The various parts of the glider were made from spruce, ash and bamboo all steamed to shape and joined with sockets, wire and stringers. The entire assembly was then covered in cloth – possibly linen – and then coated with a photographic solution such as albumen made from the whites of eggs to ensure the result was waterproof and not porous to air, spruce skids formed the landing gear. 

The substance used today for the fabric covering on aircraft wings is dope, a cellulose acetate – unfortunately for Lilian, it was not invented until about 1912.

The 27 and a half foot span biplane was completed in 1910 and Lilian named it Mayfly, because as she said: “It may fly but then it may not”. 

In the day, self-made aircraft with the flying characteristics of a brick were not uncommon. But Lilian had no cause for concern, with the aid of a couple of strong men the Mayfly was launched into the winds blowing up the face of Carnmoney Hill and soared without fault, only a few breakages and repairs needing attention. Lilian’s next step was to obtain from Alliott Verdon-Roe (Avro) in England a lightweight engine that would develop 20 HP at 1000 r.p.m. To ensure that Mayfly could lift the weight of the engine, Lilian persuaded four stalwart 6 ft. members of the Royal Irish Constabulary to hold the wings in a stiff breeze. 

The machine dutifully rose and a disaster was only narrowly averted as the policemen preferring their feet on the ground dropped off one by one. Satisfied that there was sufficient lift to accommodate the engine, this was duly fitted but the first run was a disaster, the propeller shattered. 
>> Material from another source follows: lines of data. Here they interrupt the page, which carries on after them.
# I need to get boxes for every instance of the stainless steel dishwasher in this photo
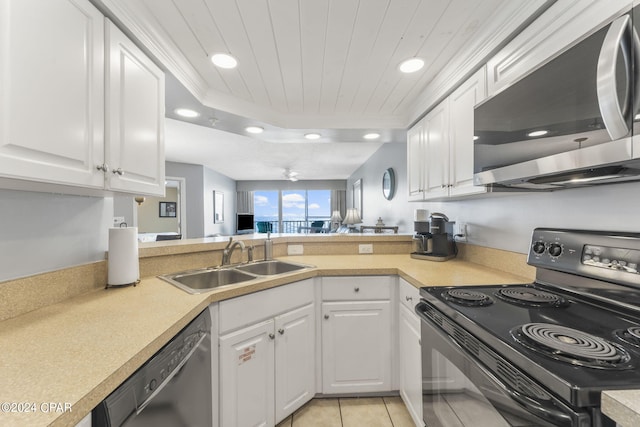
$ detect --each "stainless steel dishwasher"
[92,308,213,427]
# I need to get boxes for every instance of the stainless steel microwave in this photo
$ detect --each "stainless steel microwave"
[474,6,640,190]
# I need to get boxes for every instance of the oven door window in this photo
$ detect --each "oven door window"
[417,304,591,427]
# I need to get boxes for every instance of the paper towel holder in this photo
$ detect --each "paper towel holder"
[104,279,140,289]
[104,226,140,289]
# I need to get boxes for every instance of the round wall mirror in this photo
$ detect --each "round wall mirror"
[382,168,396,200]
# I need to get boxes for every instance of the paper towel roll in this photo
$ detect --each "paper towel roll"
[107,227,140,286]
[413,209,429,222]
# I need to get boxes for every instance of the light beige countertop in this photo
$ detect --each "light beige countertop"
[0,254,530,426]
[601,390,640,427]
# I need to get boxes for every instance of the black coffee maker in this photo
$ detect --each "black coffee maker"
[411,212,458,261]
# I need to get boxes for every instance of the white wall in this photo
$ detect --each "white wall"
[347,143,640,253]
[0,190,113,282]
[166,162,236,239]
[204,168,236,236]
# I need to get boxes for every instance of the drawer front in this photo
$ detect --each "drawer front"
[219,279,314,334]
[322,276,393,301]
[398,279,420,312]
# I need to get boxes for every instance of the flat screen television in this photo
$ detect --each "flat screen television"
[236,213,254,234]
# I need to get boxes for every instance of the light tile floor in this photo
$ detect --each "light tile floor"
[277,397,414,427]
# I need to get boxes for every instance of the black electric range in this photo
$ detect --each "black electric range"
[416,229,640,426]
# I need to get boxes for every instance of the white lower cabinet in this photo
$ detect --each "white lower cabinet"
[220,319,275,426]
[322,276,394,394]
[218,280,316,427]
[275,304,316,422]
[398,279,424,426]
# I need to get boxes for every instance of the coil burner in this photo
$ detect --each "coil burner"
[496,286,568,307]
[442,289,493,307]
[511,323,633,369]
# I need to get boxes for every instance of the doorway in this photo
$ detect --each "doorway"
[136,177,187,241]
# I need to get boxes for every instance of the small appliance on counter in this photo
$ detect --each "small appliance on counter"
[106,223,140,288]
[411,212,458,261]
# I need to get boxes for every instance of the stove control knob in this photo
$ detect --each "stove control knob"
[533,242,546,255]
[549,243,562,258]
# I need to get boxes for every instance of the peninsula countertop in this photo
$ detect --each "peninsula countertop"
[0,254,530,426]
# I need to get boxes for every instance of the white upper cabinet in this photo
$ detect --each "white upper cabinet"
[407,119,427,201]
[0,0,164,195]
[449,67,487,197]
[407,67,487,200]
[0,0,104,188]
[423,99,450,199]
[105,20,164,194]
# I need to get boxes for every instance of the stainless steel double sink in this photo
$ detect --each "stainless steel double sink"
[158,260,313,294]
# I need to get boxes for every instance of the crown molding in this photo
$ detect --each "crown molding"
[405,0,556,127]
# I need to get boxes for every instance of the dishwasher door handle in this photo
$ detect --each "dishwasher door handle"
[136,333,208,415]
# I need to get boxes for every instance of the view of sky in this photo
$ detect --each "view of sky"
[253,190,331,221]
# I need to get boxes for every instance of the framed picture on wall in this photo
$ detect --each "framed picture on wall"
[159,202,177,218]
[353,178,363,218]
[213,191,224,224]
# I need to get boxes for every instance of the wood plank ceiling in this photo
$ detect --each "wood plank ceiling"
[100,0,548,179]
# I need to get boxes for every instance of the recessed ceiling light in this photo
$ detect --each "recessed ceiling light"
[304,132,322,140]
[211,53,238,69]
[399,58,424,73]
[527,130,549,137]
[244,126,264,133]
[173,108,200,119]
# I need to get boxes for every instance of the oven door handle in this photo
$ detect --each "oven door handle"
[478,362,573,427]
[415,302,573,427]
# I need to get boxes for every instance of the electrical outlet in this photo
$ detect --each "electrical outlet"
[455,222,468,242]
[287,245,304,255]
[358,243,373,254]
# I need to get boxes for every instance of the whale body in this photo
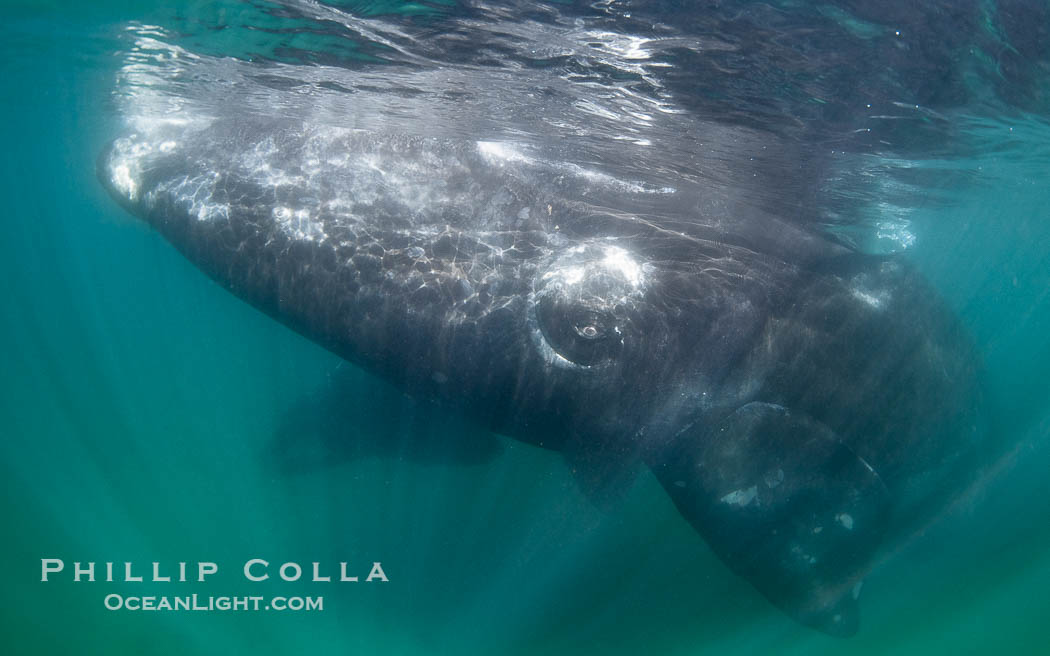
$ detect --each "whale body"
[98,120,985,635]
A replacement variable pitch version was quickly obtained from Avro but then there was another problem. The integrated fuel tank and supply pipe had not arrived, the project could have beenwhi delayed by several months. 

Lilian then showed her ability for sideways thinking, something all engineers need to master. She used a whisky bottle as a fuel tank and fed the engine by way of her deaf aunt’s ear trumpet. Good job there was no health and safety about in those days. 

Eventually, the proper fuel tank and feed were fitted and testing began in earnest. With the engine running there were many problems with vibration and the snapping of wires, together with self undoing of nuts and bolts. 

At this juncture a local landowner Lord O’Neill offered the use of his park at Randalstown, which would make a fine landing field. As it happened there was a large bull in the field and it was a 12 mile cycle ride to get there but Lilian was not daunted. 

In August 1910, the weather was calm so Lilian in Mayfly powered up and after a run of 30 yards rose gently into the air, in doing so Lilian became the first woman in the world to build and fly her own aeroplane. 

After several short hops Lilian gradually increased the distances and flying times but she realized that Mayfly was underpowered and a bigger engine would require a new design and a lot of money.

At the same time her father was very concerned about her safety and bribed her with the present of a motor car in order to stop flying. Liking the car so much she taught herself to drive and began running a Ford agency in Belfast.

Family disapproval of such ‘unladylike’ activities led to her marrying a Canadian cousin with whom she settled in Vancouver, the pair establishing a farm in quite rough country, which suited her fiery spirit. Lilian returned to England in 1935 before retiring to Cornwall in 1955. She died in in Penzance in 1955.